Why would Berkshire buy Biogen? The stock was (and still is) cheap based on its price-to-earnings ratio. Biogen generates steady and strong cash flow thanks mainly to its multiple sclerosis (MS) drug franchise. Its product lineup also includes blockbuster spinal muscular atrophy drug Spinraza.
Perhaps more importantly, though, Biogen represented an opportunity for a huge payoff in relatively short order. The company had seemingly thrown in the towel on experimental Alzheimer's disease drug aducanumab in early 2019. However, Biogen announced in October of last year that it planned to file for FDA approval based on a new analysis of late-stage clinical studies evaluating aducanumab. Some analysts predicted that aducanumab could generate peak annual sales of up to $10 billion.
It now seems likely that aducanumab will instead achieve peak annual sales of $0. Last week, an FDA advisory committee voted overwhelmingly against the drug.
Eight of the 11 FDA advisory committee members voted that one positive late-stage clinical study was insufficient to determine that aducanumab was effective. Seven of the committee members voted "no" when asked if a smaller positive study provided enough evidence that the drug is effective, with the other four members stating that it was uncertain. The only good news for Biogen was that five committee members voted that aducanumab removed amyloid beta plaques from the brains of patients with Alzheimer's disease, versus six who voted that it didn't achieve this goal.
The FDA doesn't have to accept the opinions of the advisory committee, but has a history of doing so. One study conducted by McKinsey found that the FDA approved drugs 88% of the time when endorsed by an advisory committee, and didn't approve drugs 86% of the time when committees didn't endorse approval.

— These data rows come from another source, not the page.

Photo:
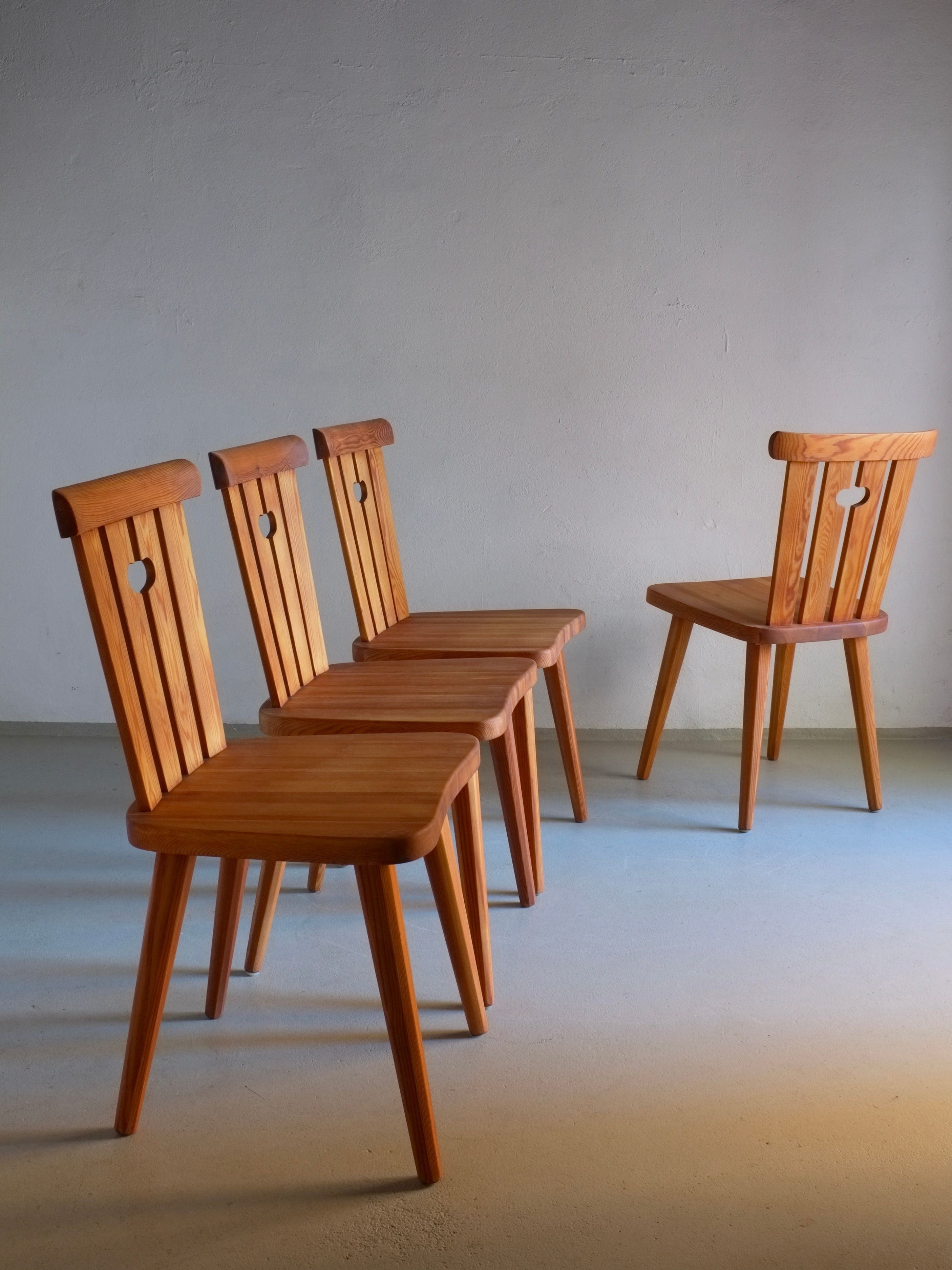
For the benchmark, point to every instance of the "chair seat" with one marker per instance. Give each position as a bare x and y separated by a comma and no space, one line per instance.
318,799
535,633
475,696
738,607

In this case, some observers think the FDA's credibility is on the line. Baird analyst Brian Skorney wrote to investors, "Approving aducanumab, in the face of such an overwhelmingly negative vote and commentary, is virtually impossible and would destroy the agency's reputation at a very tenuous time for the regulator, ahead of potential actions on COVID-19 vaccines."
A biotech blunder?
Biogen hasn't been a great stock for Berkshire, even excluding the FDA advisory committee's thumbs-down vote. It was the second-worst performer in Berkshire's entire portfolio in October. If aducanumab doesn't win FDA approval, the stock could really bomb.
Without aducanumab, Biogen's growth prospects look very weak. The company's MS drugs are losing market share in the face of competition from both branded and generic rivals. Spinraza is no longer the growth story it once was. Biogen's late-stage pipeline isn't particularly impressive.
The FDA has until March 27, 2021, to make its final approval decision on aducanumab. It's quite possible that Berkshire's and Buffett's riskiest bet in years could also become its biggest blunder.